Weighting the dog door
Around March, we started having problems with one of the dog doors
that leads from our core homestead into the outside world. These
doors are in place so Lucy can quickly get through our chicken fencing
and scare off predators without gnawing holes in the chicken wire and
letting chickens into the garden. For years, the dog doors had
worked as planned, but then one Red Star
figured the door out and began pushing through so she could scratch up
the garden. At such a critical time of year, I have a
zero-tolerance policy about chickens in the garden, so I covered the dog
door with a wheelbarrow for the weekend, then set Mark to fix the
problem first thing Monday morning.
Mark’s first thought was
to add some wooden pieces to the bottom of the dog door to weigh it down
so a big dog could push through but a little chicken couldn’t. I
thought his idea was brilliant,
so I was very sad to see not one but two chickens in the garden the
next morning. “Add more weight,” I told Mark, “or those hens are
going to be dinner!”
Once again, Mark weighted
the door…and once again, chickens still ended up in the garden.

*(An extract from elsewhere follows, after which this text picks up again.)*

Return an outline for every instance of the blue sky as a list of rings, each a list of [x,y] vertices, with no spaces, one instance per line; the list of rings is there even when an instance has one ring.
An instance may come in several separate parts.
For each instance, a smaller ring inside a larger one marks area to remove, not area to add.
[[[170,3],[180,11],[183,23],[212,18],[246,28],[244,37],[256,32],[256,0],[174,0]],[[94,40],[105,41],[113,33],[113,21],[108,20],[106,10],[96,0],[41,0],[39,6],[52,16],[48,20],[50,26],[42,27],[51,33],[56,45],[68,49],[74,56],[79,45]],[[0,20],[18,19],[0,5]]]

I was tearing out my hair and planning the evening’s menu when Mark
took a closer look at the problem area. “Did you notice those big
holes in the fence on either side of the dog door?” he asked. It
turned out that when I covered the dog door with the wheelbarrow that
first day, Lucy gnawed her way through the sides since she was so used
to using that spot as an escape hatch. Mark’s weights did no good
because the chickens were no longer going through the door, they were
running right through the holes!
Holes filled in and
weights still in place, suddenly the garden was once again a
chicken-free zone. Phew! Note to self, look at the problem area carefully rather than just assuming I know how chickens are getting in.